Поглядите на плоды просвещения: изучая логику, мы приучились рассуждать последовательно и многословно, риторика подтолкнула нас к искусным эпитетам, без которых речь была бы гораздо короче. Ан нет, лаконичность – удел спартанцев (это они, жители Лаконии, любили все короткое и ясное). Но мы же не из простых. Нам бы такое словцо, да что бы витиеватое, затейливое, замысловатое! Да туману побольше, и ясности поменьше. Вот это я понимаю – Мартин Хайдеггер. Да простит меня мировая философская истина в его лице. Впрочем, кто бы понял, в чем она заключается – эта истина, уж больно она многословна.
Конечно, бывают болтливые глупцы, и об этой касте совсем другой разговор, но если у них нет разумной возможности себя сдерживать, то как же быть с людьми учеными? Казалось бы, и разум есть, и научный метод, и тип мышления, и – как его там? – ученая степень, а все равно слова вырываются, словно из рога изобилия. Это из большой щедрости, что ли?
Потому-то это один из самых страшных пороков, что стал, как сказала бы Ханна Арендт, «банальностью зла». И если она этой банальностью обозначила насилие, которое было свойственно XX веку и укоренилось в бытии, то для XXI века несомненной банальностью стала излишняя говорливость. Время спокойное, от стрессов лечат психологи, от банкротства – друзья, а от запоя – родственники. Но вот от чего не вылечиться, так от болтливости. Она, так сказать, на уровне подсознания, на уровне инстинктов.

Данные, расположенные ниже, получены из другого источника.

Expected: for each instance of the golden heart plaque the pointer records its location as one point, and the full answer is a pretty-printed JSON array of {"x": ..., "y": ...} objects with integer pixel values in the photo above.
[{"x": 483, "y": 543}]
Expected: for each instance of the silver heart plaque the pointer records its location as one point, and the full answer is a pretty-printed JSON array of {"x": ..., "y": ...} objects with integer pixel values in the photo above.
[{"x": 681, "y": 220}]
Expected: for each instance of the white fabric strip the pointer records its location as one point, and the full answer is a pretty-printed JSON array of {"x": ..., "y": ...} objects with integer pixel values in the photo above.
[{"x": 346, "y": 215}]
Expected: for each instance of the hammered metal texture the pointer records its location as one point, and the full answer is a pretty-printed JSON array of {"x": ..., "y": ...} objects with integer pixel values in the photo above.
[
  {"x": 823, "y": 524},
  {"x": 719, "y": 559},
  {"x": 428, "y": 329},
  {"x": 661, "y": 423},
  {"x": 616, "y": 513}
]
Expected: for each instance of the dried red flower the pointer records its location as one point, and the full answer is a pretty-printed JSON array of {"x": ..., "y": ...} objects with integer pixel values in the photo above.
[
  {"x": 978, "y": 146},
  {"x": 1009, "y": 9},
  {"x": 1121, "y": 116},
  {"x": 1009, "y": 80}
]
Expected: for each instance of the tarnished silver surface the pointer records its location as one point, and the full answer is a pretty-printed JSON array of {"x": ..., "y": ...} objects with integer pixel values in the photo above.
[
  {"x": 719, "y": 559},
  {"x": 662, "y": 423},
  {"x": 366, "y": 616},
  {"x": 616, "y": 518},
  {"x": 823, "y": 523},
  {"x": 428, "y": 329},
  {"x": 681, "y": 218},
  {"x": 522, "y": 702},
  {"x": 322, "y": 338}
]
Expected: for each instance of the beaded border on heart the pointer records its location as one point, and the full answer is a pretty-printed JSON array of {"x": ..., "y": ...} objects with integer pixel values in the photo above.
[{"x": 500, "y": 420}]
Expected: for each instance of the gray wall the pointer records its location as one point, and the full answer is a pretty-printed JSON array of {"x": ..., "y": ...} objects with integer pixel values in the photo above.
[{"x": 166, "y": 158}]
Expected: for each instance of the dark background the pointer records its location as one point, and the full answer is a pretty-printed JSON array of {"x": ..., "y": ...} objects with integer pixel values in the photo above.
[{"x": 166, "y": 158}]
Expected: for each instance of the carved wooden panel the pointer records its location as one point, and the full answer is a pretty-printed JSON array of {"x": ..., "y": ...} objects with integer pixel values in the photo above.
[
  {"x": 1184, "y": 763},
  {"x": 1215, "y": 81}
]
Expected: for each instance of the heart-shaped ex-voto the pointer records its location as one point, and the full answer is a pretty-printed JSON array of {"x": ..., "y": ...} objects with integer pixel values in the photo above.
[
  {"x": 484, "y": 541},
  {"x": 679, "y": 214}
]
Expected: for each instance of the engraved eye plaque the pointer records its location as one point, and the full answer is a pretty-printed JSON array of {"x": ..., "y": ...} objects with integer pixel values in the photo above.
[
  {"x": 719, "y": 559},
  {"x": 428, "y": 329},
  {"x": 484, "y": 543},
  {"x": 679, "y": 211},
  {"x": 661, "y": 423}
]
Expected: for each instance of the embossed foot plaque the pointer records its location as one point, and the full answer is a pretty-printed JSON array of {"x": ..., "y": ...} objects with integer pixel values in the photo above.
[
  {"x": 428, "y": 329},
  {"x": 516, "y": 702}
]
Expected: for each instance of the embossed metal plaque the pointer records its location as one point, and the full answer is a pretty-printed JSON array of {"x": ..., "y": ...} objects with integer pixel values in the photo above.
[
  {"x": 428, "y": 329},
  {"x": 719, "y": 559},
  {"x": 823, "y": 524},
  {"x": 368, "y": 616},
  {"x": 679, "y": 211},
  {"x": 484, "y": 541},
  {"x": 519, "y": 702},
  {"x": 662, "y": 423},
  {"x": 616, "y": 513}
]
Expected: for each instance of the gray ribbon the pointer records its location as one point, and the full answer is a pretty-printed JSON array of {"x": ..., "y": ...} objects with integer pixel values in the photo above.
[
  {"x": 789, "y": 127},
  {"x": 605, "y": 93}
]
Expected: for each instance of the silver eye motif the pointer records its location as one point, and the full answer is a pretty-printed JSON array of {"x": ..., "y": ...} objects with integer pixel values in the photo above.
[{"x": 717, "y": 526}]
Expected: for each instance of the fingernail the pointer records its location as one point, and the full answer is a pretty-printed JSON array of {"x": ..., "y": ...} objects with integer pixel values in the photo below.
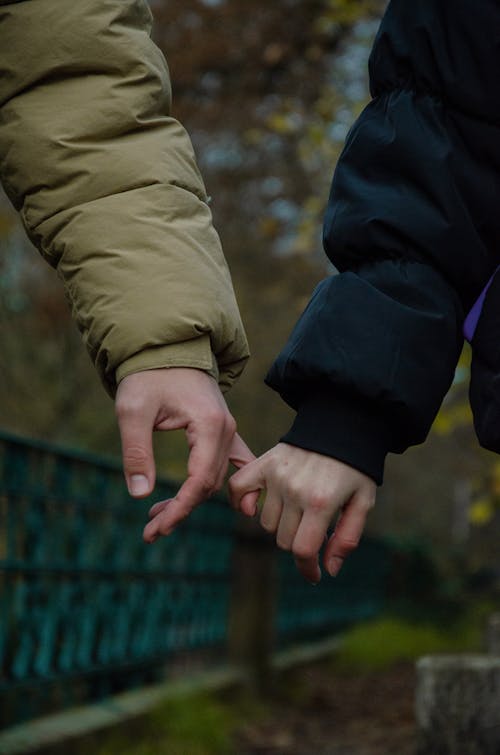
[
  {"x": 138, "y": 485},
  {"x": 334, "y": 566}
]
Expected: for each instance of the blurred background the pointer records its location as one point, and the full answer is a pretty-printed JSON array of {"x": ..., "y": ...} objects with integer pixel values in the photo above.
[{"x": 267, "y": 92}]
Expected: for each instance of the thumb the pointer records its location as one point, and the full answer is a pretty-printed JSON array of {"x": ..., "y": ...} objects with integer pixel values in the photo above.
[
  {"x": 239, "y": 453},
  {"x": 137, "y": 452}
]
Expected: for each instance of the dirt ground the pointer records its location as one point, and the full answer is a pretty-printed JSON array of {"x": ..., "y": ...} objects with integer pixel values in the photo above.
[{"x": 317, "y": 712}]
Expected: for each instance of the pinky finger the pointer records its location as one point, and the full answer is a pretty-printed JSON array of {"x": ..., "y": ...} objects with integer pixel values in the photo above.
[
  {"x": 248, "y": 504},
  {"x": 157, "y": 508}
]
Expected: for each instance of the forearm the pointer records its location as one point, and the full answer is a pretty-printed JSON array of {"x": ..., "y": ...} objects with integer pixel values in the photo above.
[{"x": 106, "y": 182}]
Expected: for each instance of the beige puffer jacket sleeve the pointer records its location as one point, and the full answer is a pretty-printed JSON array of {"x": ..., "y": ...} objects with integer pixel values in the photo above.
[{"x": 107, "y": 186}]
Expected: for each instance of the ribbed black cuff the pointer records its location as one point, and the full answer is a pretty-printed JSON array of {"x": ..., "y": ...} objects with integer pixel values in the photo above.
[{"x": 345, "y": 427}]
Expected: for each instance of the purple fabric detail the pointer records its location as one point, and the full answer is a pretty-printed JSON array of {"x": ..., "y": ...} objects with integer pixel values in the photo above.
[{"x": 472, "y": 318}]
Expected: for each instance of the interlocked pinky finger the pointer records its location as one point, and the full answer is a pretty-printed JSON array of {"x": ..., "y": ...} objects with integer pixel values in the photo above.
[
  {"x": 287, "y": 528},
  {"x": 271, "y": 512}
]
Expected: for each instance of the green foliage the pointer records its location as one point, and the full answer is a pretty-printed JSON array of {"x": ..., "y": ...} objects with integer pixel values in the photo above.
[
  {"x": 200, "y": 725},
  {"x": 381, "y": 643}
]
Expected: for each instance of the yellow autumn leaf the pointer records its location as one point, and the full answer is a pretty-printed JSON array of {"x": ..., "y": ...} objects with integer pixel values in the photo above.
[{"x": 481, "y": 511}]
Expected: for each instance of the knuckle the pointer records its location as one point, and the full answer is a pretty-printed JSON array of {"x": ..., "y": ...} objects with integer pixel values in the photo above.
[
  {"x": 284, "y": 544},
  {"x": 215, "y": 416},
  {"x": 318, "y": 503},
  {"x": 268, "y": 525},
  {"x": 230, "y": 424},
  {"x": 344, "y": 547},
  {"x": 208, "y": 484},
  {"x": 129, "y": 407},
  {"x": 303, "y": 552},
  {"x": 135, "y": 457}
]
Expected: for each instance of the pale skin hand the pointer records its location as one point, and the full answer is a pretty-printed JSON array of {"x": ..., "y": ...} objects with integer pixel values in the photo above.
[
  {"x": 171, "y": 399},
  {"x": 305, "y": 493}
]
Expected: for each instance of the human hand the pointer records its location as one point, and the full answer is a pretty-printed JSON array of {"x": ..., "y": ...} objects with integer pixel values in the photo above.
[
  {"x": 305, "y": 492},
  {"x": 170, "y": 399}
]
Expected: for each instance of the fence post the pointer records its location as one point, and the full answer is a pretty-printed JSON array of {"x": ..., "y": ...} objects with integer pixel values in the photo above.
[
  {"x": 252, "y": 606},
  {"x": 493, "y": 634},
  {"x": 458, "y": 705}
]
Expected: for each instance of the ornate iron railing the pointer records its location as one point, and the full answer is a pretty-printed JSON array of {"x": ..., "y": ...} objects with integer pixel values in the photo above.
[{"x": 86, "y": 608}]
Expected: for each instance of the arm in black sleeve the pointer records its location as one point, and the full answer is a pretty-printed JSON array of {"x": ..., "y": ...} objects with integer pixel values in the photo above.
[{"x": 412, "y": 226}]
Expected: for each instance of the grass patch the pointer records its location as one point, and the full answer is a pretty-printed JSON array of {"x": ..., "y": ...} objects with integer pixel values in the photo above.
[
  {"x": 379, "y": 644},
  {"x": 189, "y": 725}
]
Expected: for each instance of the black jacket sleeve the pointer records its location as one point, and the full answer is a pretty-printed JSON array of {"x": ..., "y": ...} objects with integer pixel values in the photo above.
[{"x": 412, "y": 225}]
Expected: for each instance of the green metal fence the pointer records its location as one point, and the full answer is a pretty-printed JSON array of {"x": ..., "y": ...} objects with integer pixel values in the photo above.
[{"x": 86, "y": 608}]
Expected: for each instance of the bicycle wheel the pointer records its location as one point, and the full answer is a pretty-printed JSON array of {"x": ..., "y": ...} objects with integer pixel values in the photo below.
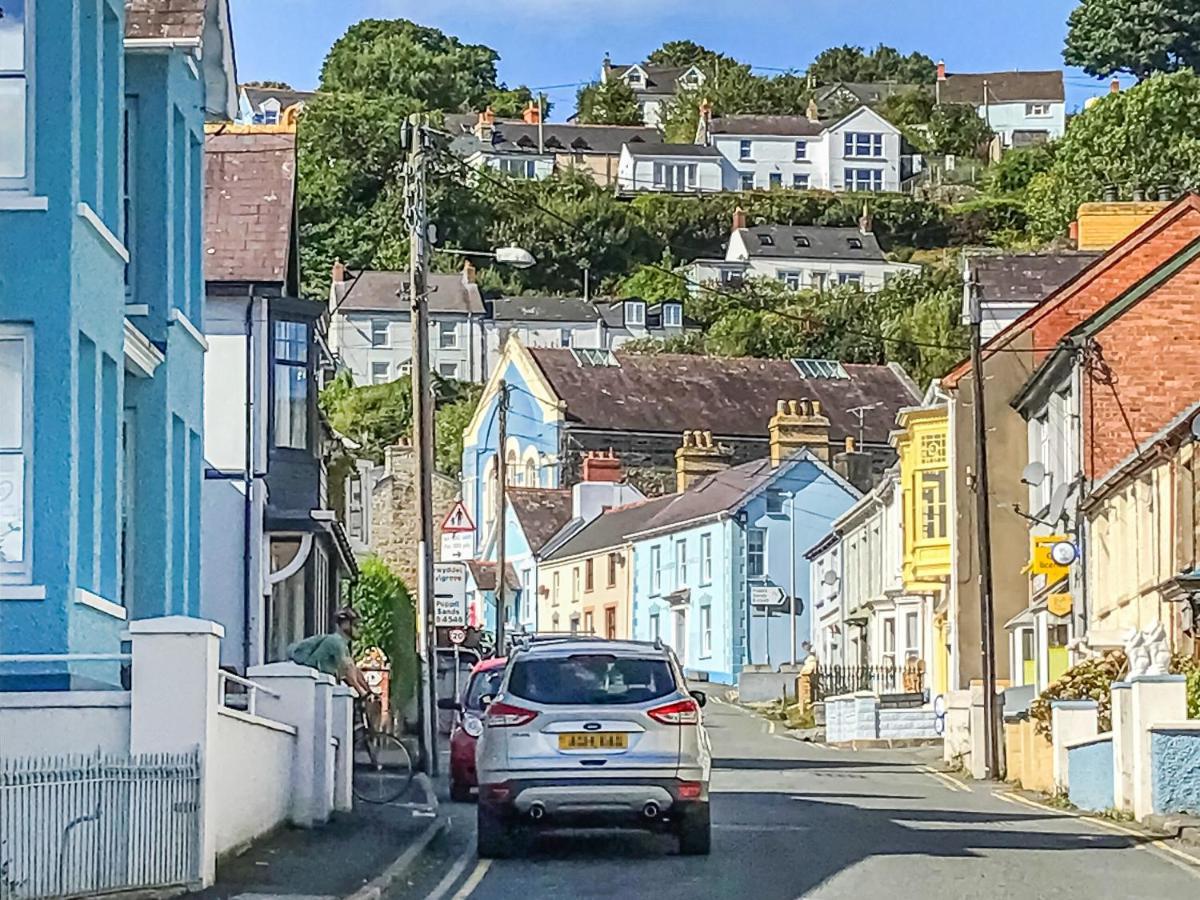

Садишься с утра пить чай с женой, весь такой образованный и проницательный в политике, и начинаешь говорить о государственных проблемах. Как будто жена с утра только об этом и хочет слышать. Как будто ей не снился страшный сон, о котором ей хотелось бы рассказать. Как будто ее не тревожит ваше совместное будущее. Как будто дети в школе перестали получать двойки по природоведению. Как будто в мире нет ничего более важного, чем политическое состояние дел в родной стране.
«Ну, хорошо, давай расскажи, какой ты гражданский активист».